Q. Gene Juarez Salons & Spas has a long history of supporting the local community. Why is this important?

A. I am very proud of being a Hispanic hairdresser, and the key to my success is a great staff who is like family and all the people I’ve worked with. I am incredibly grateful to all the support that helped me take a mom-and-pop salon and turn it into a successful business model. Giving back to the community and sharing our success is important. Currently each Gene Juarez Salon provides support to a local charity by providing volunteers, raising money and awareness for that nonprofit. Recent partnerships include The Ruby Room, Olive Crest, HOPEcrew Outreach, YouthCare, Seattle Humane, Union Gospel Mission, Night to Shine, Treehouse, Bridge of Promise, Mary’s Place, Wishing Well, St. Baldrick’s and Bloodworks Northwest. The home office also provides over 200 community contributions a year.

Q. Can you share with our readers about your commitment to the environment?

A. Commitment to the environment has always been one of our company’s core values. Our world is one we can destroy quickly, or we can work to save our environment. Gene Juarez Salons are part of the Green Circle Salon movement. We are a Certified Sustainable Salon and work to protect the planet by collecting our beauty waste, which includes hair clippings, used foils, color tubes, excess hair color and much more. This waste is shipped to Green Circle Salons, who works with their partners to turn it into new products or clean energy. Since the start of this program we have reduced our service waste by 95 percent.

Q. Can you share how your hair salons help improve the self-esteem of your clientele?

A. I honestly believe in this time of COVID-19 that we are an essential service based on the response when we reopened. We were slammed once the salons were able to reopen, and we had lots of clients asking if we could do services at home. We help people nonverbally project who they are on the inside. A stylist actually has a license to touch. Our training is extensive and includes learning about infectious diseases.

Q. Gene Juarez Salons & Spas are the official salon and spa sponsor of the Seattle Seahawks Dancers. Are there any special challenges, especially with Seattle's notorious weather, getting the dancers game-day ready?

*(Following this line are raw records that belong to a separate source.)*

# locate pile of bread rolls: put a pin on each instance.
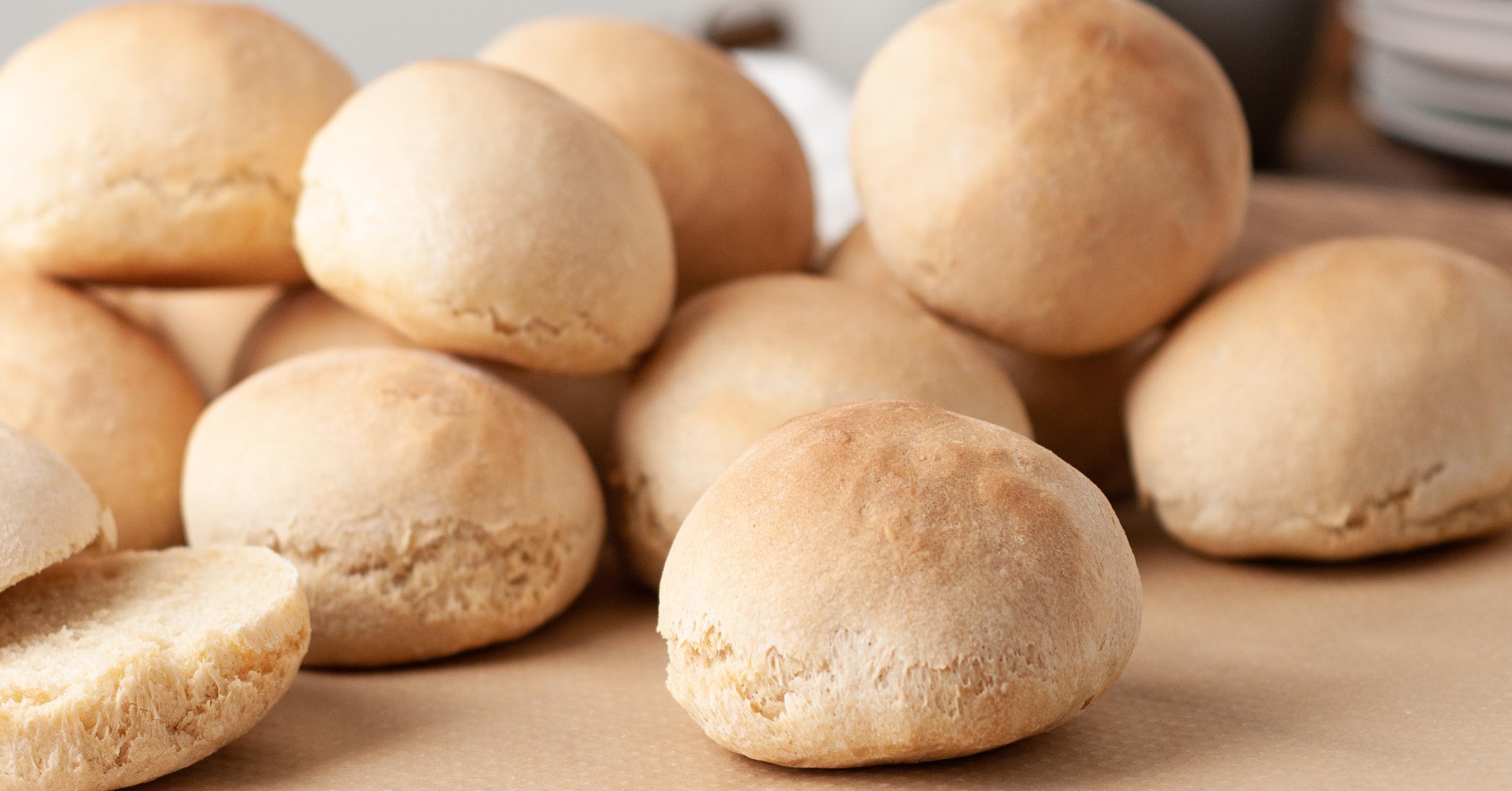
(564, 291)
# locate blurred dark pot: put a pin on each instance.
(1265, 46)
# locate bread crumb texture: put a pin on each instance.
(47, 510)
(428, 505)
(892, 583)
(120, 669)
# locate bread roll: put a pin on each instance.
(105, 396)
(728, 164)
(478, 212)
(118, 669)
(1346, 400)
(888, 581)
(741, 359)
(430, 507)
(203, 327)
(1058, 175)
(159, 144)
(47, 510)
(307, 320)
(1074, 403)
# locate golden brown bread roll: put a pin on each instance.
(478, 212)
(306, 320)
(430, 507)
(726, 161)
(1074, 403)
(1058, 175)
(888, 581)
(159, 144)
(743, 357)
(113, 401)
(1346, 400)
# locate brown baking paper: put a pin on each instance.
(1391, 674)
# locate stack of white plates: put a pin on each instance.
(1438, 73)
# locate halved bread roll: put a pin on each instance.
(118, 669)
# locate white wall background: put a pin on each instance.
(377, 35)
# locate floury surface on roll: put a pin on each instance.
(118, 669)
(1058, 175)
(1074, 403)
(728, 164)
(482, 214)
(306, 321)
(47, 510)
(430, 507)
(161, 143)
(888, 583)
(105, 396)
(741, 359)
(1346, 400)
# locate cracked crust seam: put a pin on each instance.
(702, 660)
(165, 191)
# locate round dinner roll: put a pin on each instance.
(1346, 400)
(741, 359)
(47, 510)
(118, 669)
(204, 327)
(159, 144)
(105, 397)
(888, 581)
(728, 162)
(1058, 175)
(307, 320)
(1074, 403)
(478, 212)
(430, 507)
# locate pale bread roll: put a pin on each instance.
(728, 164)
(482, 214)
(430, 507)
(1346, 400)
(743, 357)
(105, 396)
(888, 581)
(204, 327)
(47, 510)
(1058, 175)
(1074, 403)
(159, 144)
(118, 669)
(307, 320)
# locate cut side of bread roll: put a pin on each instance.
(120, 669)
(47, 510)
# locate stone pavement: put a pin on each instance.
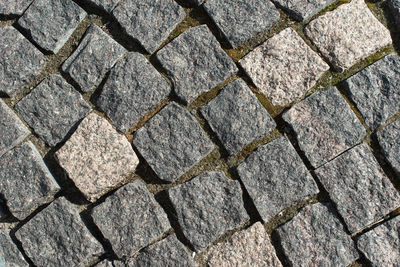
(199, 133)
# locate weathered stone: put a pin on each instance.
(276, 178)
(208, 206)
(239, 20)
(359, 188)
(315, 237)
(96, 157)
(284, 68)
(196, 63)
(56, 236)
(348, 34)
(375, 90)
(52, 109)
(172, 142)
(133, 89)
(237, 117)
(149, 21)
(325, 126)
(250, 247)
(51, 23)
(21, 61)
(95, 56)
(26, 183)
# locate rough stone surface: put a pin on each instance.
(172, 142)
(237, 117)
(276, 178)
(359, 188)
(196, 63)
(315, 237)
(325, 126)
(208, 206)
(284, 68)
(96, 157)
(149, 21)
(25, 181)
(52, 109)
(250, 247)
(133, 89)
(95, 56)
(57, 237)
(348, 34)
(375, 90)
(20, 61)
(239, 20)
(51, 23)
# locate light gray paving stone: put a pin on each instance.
(149, 21)
(51, 23)
(95, 56)
(97, 158)
(57, 236)
(52, 109)
(237, 117)
(133, 89)
(172, 142)
(348, 34)
(196, 63)
(325, 126)
(21, 61)
(284, 68)
(316, 237)
(26, 183)
(239, 20)
(276, 178)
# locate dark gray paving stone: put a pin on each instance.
(315, 237)
(196, 63)
(239, 20)
(130, 219)
(172, 142)
(359, 188)
(237, 117)
(149, 21)
(26, 183)
(325, 126)
(95, 56)
(133, 89)
(51, 23)
(52, 109)
(21, 61)
(276, 178)
(208, 206)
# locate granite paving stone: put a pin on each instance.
(57, 236)
(95, 56)
(325, 126)
(51, 23)
(239, 20)
(172, 142)
(358, 186)
(133, 89)
(348, 34)
(26, 183)
(97, 158)
(196, 63)
(284, 67)
(208, 206)
(52, 109)
(237, 117)
(21, 61)
(276, 178)
(316, 237)
(149, 21)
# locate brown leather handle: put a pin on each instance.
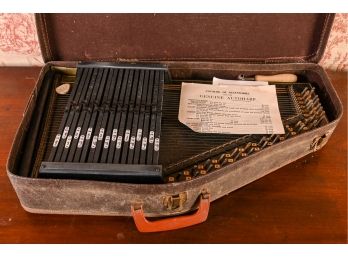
(144, 225)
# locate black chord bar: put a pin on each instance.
(111, 132)
(139, 136)
(145, 138)
(116, 140)
(124, 113)
(156, 147)
(112, 117)
(131, 108)
(152, 125)
(135, 122)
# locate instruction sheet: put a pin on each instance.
(229, 108)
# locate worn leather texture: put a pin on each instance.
(65, 38)
(107, 198)
(185, 37)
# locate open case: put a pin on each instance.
(193, 47)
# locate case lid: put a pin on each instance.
(258, 38)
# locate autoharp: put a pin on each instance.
(120, 123)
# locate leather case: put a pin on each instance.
(194, 46)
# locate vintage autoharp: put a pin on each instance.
(119, 122)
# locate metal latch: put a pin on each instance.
(174, 202)
(319, 142)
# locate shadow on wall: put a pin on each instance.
(19, 42)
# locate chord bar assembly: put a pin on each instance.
(113, 116)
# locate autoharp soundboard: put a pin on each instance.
(120, 123)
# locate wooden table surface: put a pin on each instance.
(304, 202)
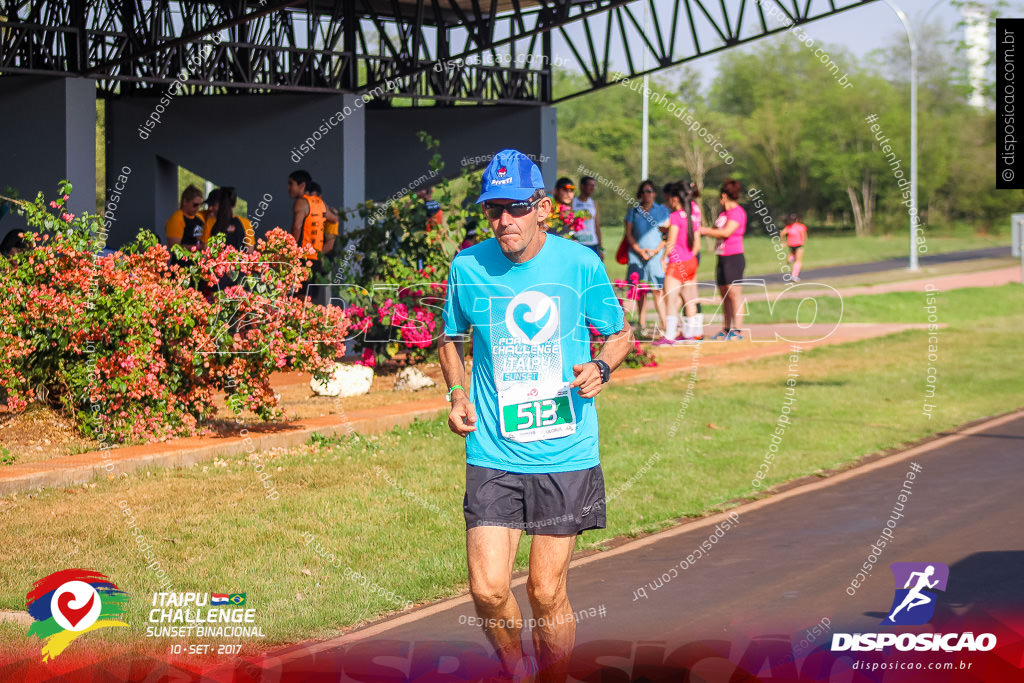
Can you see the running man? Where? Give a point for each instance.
(796, 236)
(529, 421)
(914, 598)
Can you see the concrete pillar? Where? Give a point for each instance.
(353, 171)
(549, 144)
(49, 129)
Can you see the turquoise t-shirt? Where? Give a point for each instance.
(529, 325)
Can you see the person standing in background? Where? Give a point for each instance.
(796, 235)
(590, 236)
(680, 263)
(728, 231)
(330, 221)
(226, 223)
(644, 239)
(185, 225)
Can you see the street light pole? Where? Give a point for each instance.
(914, 217)
(645, 126)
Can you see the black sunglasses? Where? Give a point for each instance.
(515, 209)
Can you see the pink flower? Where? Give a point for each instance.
(369, 359)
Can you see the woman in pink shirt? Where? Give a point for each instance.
(796, 235)
(728, 231)
(680, 263)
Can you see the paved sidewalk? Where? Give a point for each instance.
(899, 263)
(766, 340)
(808, 287)
(784, 564)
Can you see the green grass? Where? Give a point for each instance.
(820, 251)
(951, 307)
(214, 530)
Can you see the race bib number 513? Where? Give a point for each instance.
(538, 417)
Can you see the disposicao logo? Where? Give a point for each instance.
(69, 603)
(913, 604)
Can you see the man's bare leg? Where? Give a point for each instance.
(491, 551)
(554, 635)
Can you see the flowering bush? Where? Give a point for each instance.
(565, 222)
(135, 346)
(396, 266)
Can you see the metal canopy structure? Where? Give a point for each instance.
(426, 52)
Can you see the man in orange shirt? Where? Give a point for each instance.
(185, 225)
(330, 226)
(308, 212)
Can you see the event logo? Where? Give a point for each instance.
(914, 604)
(531, 317)
(69, 603)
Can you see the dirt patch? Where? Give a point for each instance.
(298, 400)
(41, 433)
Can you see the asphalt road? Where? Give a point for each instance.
(765, 584)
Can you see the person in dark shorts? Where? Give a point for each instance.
(529, 422)
(728, 232)
(795, 233)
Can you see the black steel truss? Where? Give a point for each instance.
(428, 51)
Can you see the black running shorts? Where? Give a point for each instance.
(729, 269)
(560, 503)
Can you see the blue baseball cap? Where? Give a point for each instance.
(510, 175)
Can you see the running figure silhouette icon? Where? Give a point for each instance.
(914, 602)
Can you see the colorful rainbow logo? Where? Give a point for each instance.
(69, 603)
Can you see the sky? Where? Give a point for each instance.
(859, 31)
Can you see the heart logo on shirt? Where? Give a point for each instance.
(531, 317)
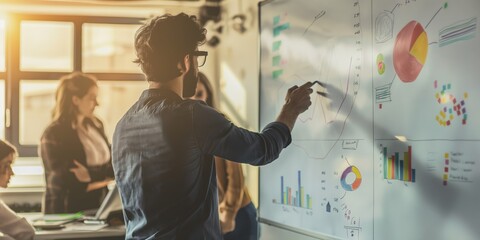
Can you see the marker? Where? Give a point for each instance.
(321, 84)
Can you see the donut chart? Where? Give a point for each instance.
(410, 51)
(356, 183)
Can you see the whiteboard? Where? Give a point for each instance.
(392, 154)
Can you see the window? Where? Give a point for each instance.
(2, 106)
(2, 45)
(2, 77)
(109, 48)
(44, 48)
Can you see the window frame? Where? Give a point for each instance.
(14, 74)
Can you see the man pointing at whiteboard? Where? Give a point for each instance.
(163, 147)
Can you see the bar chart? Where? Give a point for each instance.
(291, 197)
(395, 168)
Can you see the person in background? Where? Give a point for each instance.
(75, 150)
(163, 146)
(238, 215)
(11, 225)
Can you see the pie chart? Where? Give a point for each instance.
(410, 51)
(356, 183)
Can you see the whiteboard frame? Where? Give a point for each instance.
(260, 218)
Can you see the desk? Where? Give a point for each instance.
(109, 232)
(77, 230)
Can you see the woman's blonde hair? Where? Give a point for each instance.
(6, 149)
(75, 84)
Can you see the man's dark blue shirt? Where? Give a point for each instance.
(163, 150)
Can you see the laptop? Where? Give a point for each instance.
(112, 203)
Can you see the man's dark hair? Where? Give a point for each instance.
(163, 41)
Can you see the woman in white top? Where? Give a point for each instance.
(11, 225)
(75, 150)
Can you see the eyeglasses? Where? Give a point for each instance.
(201, 57)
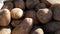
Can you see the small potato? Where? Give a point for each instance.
(14, 23)
(16, 13)
(56, 11)
(24, 27)
(57, 32)
(40, 6)
(5, 17)
(51, 2)
(51, 27)
(31, 3)
(19, 4)
(5, 31)
(44, 15)
(8, 5)
(38, 31)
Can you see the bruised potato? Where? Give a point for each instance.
(24, 27)
(16, 13)
(5, 17)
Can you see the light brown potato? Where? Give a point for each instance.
(5, 31)
(40, 6)
(8, 5)
(38, 31)
(16, 13)
(51, 2)
(24, 27)
(31, 14)
(19, 4)
(44, 15)
(14, 23)
(31, 3)
(5, 17)
(56, 11)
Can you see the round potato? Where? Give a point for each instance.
(5, 17)
(38, 31)
(16, 13)
(24, 27)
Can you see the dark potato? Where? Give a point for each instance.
(31, 3)
(24, 27)
(56, 11)
(44, 15)
(38, 31)
(40, 6)
(14, 23)
(5, 17)
(16, 13)
(51, 27)
(19, 4)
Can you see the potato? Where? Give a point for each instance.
(16, 13)
(31, 3)
(14, 23)
(5, 17)
(31, 14)
(51, 27)
(51, 2)
(8, 5)
(57, 32)
(19, 4)
(44, 15)
(5, 31)
(40, 6)
(24, 27)
(38, 31)
(56, 11)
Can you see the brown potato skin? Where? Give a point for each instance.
(8, 5)
(57, 32)
(31, 3)
(56, 11)
(40, 6)
(24, 27)
(19, 4)
(5, 17)
(38, 31)
(16, 13)
(44, 17)
(51, 27)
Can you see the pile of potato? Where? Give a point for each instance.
(30, 17)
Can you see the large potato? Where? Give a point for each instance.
(19, 4)
(24, 27)
(5, 31)
(51, 2)
(16, 13)
(5, 17)
(44, 15)
(31, 3)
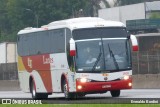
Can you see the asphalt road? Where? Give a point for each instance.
(127, 96)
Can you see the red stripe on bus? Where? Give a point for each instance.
(41, 64)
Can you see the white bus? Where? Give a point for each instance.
(76, 57)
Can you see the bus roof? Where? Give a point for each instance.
(75, 23)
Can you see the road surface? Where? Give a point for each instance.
(127, 96)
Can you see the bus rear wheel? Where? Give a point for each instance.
(115, 93)
(36, 95)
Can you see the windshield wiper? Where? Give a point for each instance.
(98, 59)
(113, 56)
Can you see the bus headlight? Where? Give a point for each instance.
(126, 77)
(83, 80)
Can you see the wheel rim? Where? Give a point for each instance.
(33, 90)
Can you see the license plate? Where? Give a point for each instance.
(106, 86)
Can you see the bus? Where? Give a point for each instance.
(76, 57)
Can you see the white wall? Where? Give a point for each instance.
(11, 53)
(123, 13)
(8, 52)
(3, 53)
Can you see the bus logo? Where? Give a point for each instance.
(29, 62)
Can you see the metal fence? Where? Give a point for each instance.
(8, 71)
(146, 62)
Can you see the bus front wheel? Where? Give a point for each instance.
(115, 93)
(67, 94)
(36, 95)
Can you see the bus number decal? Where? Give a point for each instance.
(47, 60)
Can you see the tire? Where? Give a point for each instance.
(115, 93)
(67, 94)
(36, 95)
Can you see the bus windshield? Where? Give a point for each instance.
(103, 54)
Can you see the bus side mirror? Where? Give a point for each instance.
(72, 47)
(134, 43)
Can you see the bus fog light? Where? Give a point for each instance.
(79, 87)
(130, 84)
(126, 77)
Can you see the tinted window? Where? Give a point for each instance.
(99, 33)
(52, 41)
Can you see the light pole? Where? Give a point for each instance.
(36, 16)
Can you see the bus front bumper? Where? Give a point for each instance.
(88, 87)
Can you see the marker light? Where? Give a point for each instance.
(79, 87)
(83, 80)
(130, 84)
(126, 77)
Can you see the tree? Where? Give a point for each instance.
(127, 2)
(18, 14)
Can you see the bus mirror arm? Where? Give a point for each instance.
(72, 47)
(134, 43)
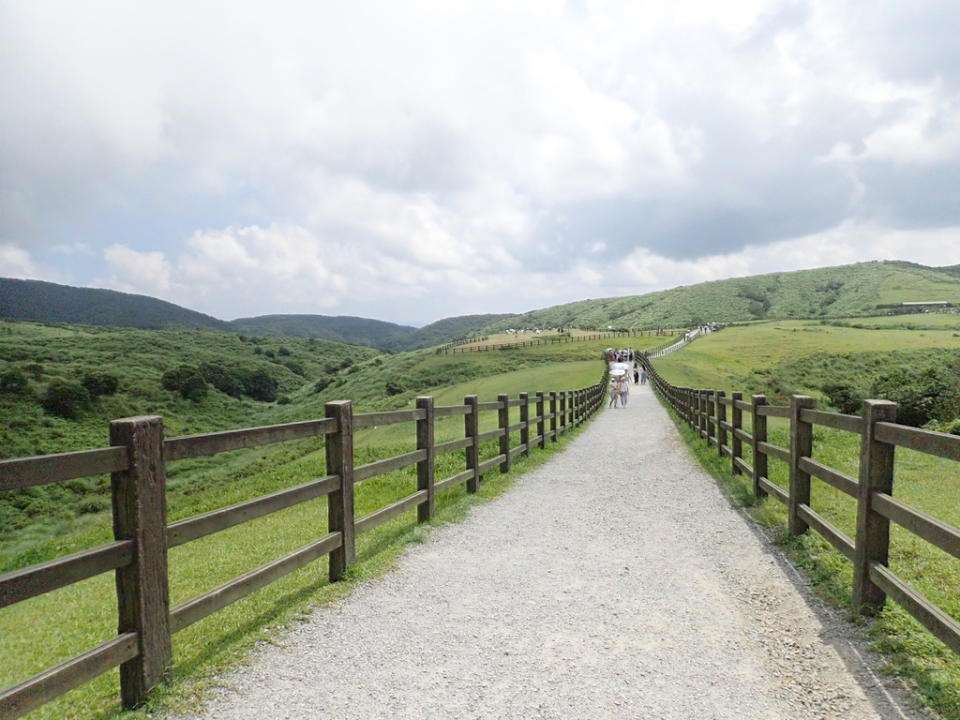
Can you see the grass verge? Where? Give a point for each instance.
(85, 613)
(908, 650)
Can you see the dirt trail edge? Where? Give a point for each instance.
(614, 581)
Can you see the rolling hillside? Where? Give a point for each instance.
(846, 290)
(340, 328)
(47, 302)
(442, 331)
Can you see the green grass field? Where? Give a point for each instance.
(738, 357)
(48, 629)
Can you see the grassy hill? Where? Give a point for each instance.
(846, 290)
(917, 368)
(304, 372)
(339, 328)
(40, 523)
(442, 331)
(51, 303)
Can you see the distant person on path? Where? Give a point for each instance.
(614, 392)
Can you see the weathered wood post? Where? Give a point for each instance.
(503, 415)
(759, 432)
(471, 429)
(553, 415)
(426, 467)
(525, 423)
(736, 422)
(873, 530)
(704, 421)
(143, 592)
(340, 515)
(721, 416)
(708, 415)
(541, 425)
(801, 445)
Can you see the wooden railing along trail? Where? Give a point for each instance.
(706, 411)
(137, 461)
(453, 348)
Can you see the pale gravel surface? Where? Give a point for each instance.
(614, 581)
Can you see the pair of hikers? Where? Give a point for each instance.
(639, 374)
(619, 390)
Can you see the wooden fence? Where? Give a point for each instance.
(706, 411)
(556, 339)
(137, 459)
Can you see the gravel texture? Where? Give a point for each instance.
(614, 581)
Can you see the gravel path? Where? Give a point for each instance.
(592, 589)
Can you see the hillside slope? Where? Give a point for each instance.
(339, 328)
(825, 292)
(48, 302)
(442, 331)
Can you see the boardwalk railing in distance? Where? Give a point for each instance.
(706, 411)
(551, 340)
(137, 462)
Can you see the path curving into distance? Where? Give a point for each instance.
(614, 581)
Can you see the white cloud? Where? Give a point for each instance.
(133, 271)
(474, 155)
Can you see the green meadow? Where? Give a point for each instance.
(799, 357)
(46, 630)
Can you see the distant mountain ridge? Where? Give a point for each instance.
(443, 331)
(841, 291)
(341, 328)
(844, 290)
(41, 301)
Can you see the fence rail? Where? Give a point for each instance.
(880, 436)
(137, 462)
(554, 340)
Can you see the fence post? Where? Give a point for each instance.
(471, 429)
(143, 592)
(801, 445)
(721, 417)
(759, 432)
(553, 415)
(504, 416)
(705, 409)
(541, 425)
(340, 517)
(524, 421)
(873, 530)
(426, 467)
(736, 422)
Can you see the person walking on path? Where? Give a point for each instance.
(614, 392)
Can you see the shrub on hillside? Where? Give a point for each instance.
(222, 379)
(194, 388)
(13, 382)
(260, 386)
(845, 397)
(295, 367)
(174, 379)
(98, 383)
(932, 393)
(66, 398)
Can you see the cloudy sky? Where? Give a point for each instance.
(410, 161)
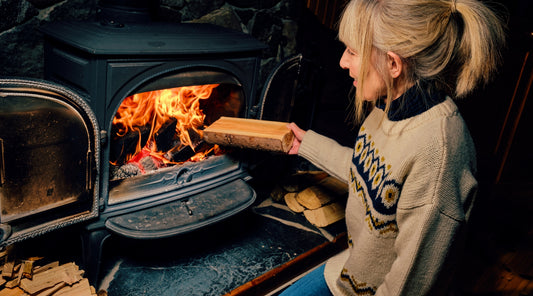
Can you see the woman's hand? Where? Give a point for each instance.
(298, 137)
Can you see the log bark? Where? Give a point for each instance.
(292, 203)
(314, 197)
(250, 133)
(325, 215)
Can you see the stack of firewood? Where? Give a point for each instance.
(320, 197)
(27, 277)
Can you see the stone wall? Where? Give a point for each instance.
(274, 22)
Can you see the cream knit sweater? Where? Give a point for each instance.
(412, 186)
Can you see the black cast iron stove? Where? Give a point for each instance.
(109, 62)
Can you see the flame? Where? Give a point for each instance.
(158, 107)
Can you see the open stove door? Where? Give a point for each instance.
(49, 159)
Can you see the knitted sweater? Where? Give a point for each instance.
(412, 186)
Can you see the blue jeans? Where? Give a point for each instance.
(312, 284)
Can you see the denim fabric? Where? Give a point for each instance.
(312, 284)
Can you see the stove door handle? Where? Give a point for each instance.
(5, 232)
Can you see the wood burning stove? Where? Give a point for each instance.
(72, 150)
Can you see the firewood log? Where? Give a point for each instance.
(250, 133)
(314, 197)
(292, 203)
(325, 215)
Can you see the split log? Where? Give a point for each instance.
(67, 273)
(12, 292)
(82, 288)
(325, 215)
(292, 203)
(250, 133)
(334, 185)
(314, 197)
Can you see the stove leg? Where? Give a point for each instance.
(92, 245)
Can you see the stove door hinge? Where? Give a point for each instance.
(103, 137)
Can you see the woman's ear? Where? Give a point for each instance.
(395, 64)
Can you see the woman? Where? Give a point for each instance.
(412, 171)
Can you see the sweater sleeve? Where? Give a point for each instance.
(432, 212)
(327, 154)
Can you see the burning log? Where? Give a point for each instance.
(164, 137)
(127, 144)
(181, 153)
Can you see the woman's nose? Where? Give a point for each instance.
(343, 62)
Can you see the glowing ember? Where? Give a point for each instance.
(157, 108)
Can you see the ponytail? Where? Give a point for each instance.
(479, 46)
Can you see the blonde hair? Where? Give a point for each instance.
(454, 43)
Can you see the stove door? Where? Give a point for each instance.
(49, 159)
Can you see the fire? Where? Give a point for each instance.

A. The dancers come to our salons to get game-day ready. The key is choosing a type of makeup that doesn’t run. Each woman has a different hair texture. You must respect the texture of the hair to pick the right style and product for each person. Gene Juarez Salons is proud to be the official beauty and wellness sponsor of the Seattle Seahawks Dancers. Our stylists make sure their hair, nails and skin always look great for game day.

Q. Can you share with our readers your philosophy on hairstyle?

A. I look at hair as an accessory to fashion. I studied fashion, and our partnership with Nordstrom over the years helped me keep up with the trends. Just like hems go up and down and fashion changes, so does hair. It was important to me to be able to forecast the direction of fashion and how our hairstyles will complement those styles as an accessory. I was able to achieve this by traveling to fashion centers such as New York City and attend the runway shows during Fashion Week. I also had access to trade publications and the Conde Nast forecast, which were both helpful.